As a consequence, residential apartment turnover is much reduced from what it otherwise would be in a free rental housing market. In addition, Hayek argued, it also could tend to reduce labor mobility in the face of changing market conditions. Whether currently employed or unemployed, a worker may decide not to relocate to where more attractive gainful employment might be available if one of the elements in the decision is whether the cost of housing might be significantly higher in the alternative work location relative to the cost of the rent-controlled housing from which one is presently benefiting. Thus, the rent control’s distortion of the housing market price structure may result in part in the labor force not being allocated among employments in the most market-directing pattern, given employer demands for members of the workforce.
In the case of the unemployed, Hayek said that a rent-controlled apartment is equivalent to an increase in any unemployment benefits received from the government: “What is certain is that to an unemployed worker a controlled tenancy is the equivalent of a substantially higher unemployment benefit.
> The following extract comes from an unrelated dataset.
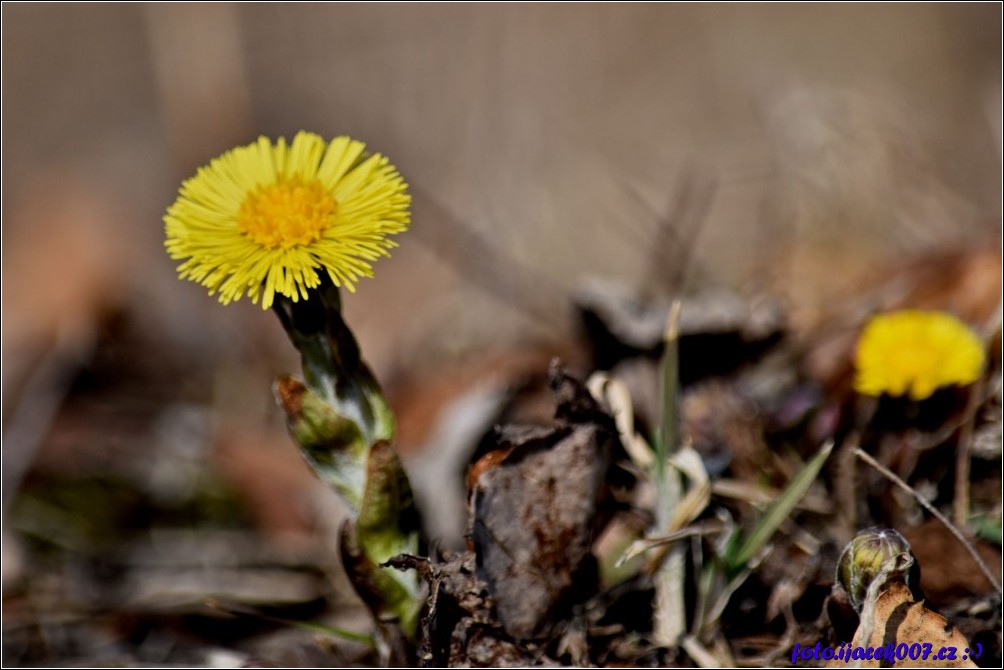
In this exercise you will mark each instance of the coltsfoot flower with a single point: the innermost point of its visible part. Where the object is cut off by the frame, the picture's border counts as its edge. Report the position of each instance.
(916, 353)
(266, 219)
In other words, rent controls have the same effect as a rise in unemployment benefit in reducing pressure on the labor market from the unemployed.”
Rent Controls Reduce the Incentives to Maintain and Increase the Housing Supply
At the same time, Hayek emphasized, the rent controls undermine the incentives and the profitability of maintaining or improving those portions of the housing market impacted by the imposed below-market prices for rental units. Thus, over time, segments of the existing housing stock deteriorate in quality and may become unusable, making any housing problems for which the political authority rationalized its rent-control intervention in the first place potentially even worse.
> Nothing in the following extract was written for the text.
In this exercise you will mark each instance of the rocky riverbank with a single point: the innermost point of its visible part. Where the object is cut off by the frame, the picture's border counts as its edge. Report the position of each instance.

Also, part of the stock of rental housing may be taken off the market for other uses by the property owner; if not all types of housing are under rent control, one of these alternative uses may be to rebuild or remodel the existing rent-controlled property to be re-categorized as outside of the rent-control authority. All of this, clearly, reduces the availability of residential housing for many of the very people the government controllers publicly declared they wished to assist — the poor and low income.
The upshot of this discussion, with using rent controls as one specific example as offered by Friedrich A. Hayek, and in the wider context of Ludwig von Mises’s general critique of price-control intervention, is awareness of the deleterious effect from any and all interferences with market-based and market-determined prices.
As a number of economists have pointed out, prices have work to do. Their central role in society is to serve as a crucial means of interpersonal communication to inform and coordinate the actions of, now, billions of participants in the global system of division of labor. Without competitively formed prices in the marketplace, rational and reasonable economic calculation becomes impossible, in terms of effectively conveying needed information about supplies and demands in a next-door neighborhood and halfway around the world.
Prices are the shared and common language of the marketplace, without which people are unable to converse with each other around the globe concerning their wants and desires, on the one hand, and the willingness and abilities of others to supply what is wanted, including the terms and trade-offs at which all in society may prosper. It is for that reason that all forms of price controls are a dangerous abridgment of our essential right to freedom of speech.